Periodontal Pathogens Promote Foam Cell Formation by Blocking Lipid Efflux

Abstract

Foam cells are one of the major cellular components of atherosclerotic plaques, within which the trace of periodontal pathogens has also been identified in recent studies. In line with these findings, the correlation between periodontitis and atherosclerotic cardiovascular incidences has been repetitively supported by evidence from a number of experimental studies. However, the direct role of periodontal pathogens in altered cellular signaling underlying such cardiovascular events has not been clearly defined. To determine the role of periodontal pathogens in the pathogenesis of atherosclerosis, especially in the evolution of macrophages into foam cells, we monitored the pattern of lipid accumulation within macrophages in the presence of periodontal pathogens, followed by characterization of these lipids and investigation of major molecules involved in lipid homeostasis. The cells were stained with the lipophilic fluorescent dye BODIPY 493/503 and Oil Red O to characterize the lipid profile. The amounts of Oil Red O–positive droplets, representing neutral lipids, as well as fluorescent lipid aggregates were prominently increased in periodontal pathogen–infected macrophages.

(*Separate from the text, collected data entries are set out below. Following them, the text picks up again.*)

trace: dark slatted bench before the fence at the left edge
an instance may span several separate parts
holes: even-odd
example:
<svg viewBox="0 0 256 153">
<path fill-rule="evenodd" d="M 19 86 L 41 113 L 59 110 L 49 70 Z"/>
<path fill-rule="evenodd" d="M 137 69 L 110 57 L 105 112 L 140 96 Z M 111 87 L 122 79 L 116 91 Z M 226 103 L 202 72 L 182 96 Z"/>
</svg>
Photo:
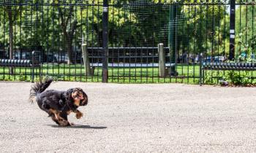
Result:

Subsequent analysis allowed us to locate the accumulated lipids in the endoplasmic reticulum. In addition, the levels of cholesteryl ester in periodontal pathogen–infected macrophages were increased, implying disrupted lipid homeostasis. Further investigations to delineate the key messengers and regulatory factors involved in the altered lipid homeostasis have revealed alterations in cholesterol efflux–related enzymes, such as ABCG1 and CYP46A1, as contributors to foam cell formation, and increased Ca2+ signaling and reactive oxygen species (ROS) production as key events underlying disrupted lipid homeostasis. Consistently, a treatment of periodontal pathogen–infected macrophages with ROS inhibitors and nifedipine attenuated the accumulation of lipid droplets, further confirming periodontal pathogen–induced alterations in Ca2+ and ROS signaling and the subsequent dysregulation of lipid homeostasis as key regulatory events underlying the evolution of macrophages into foam cells.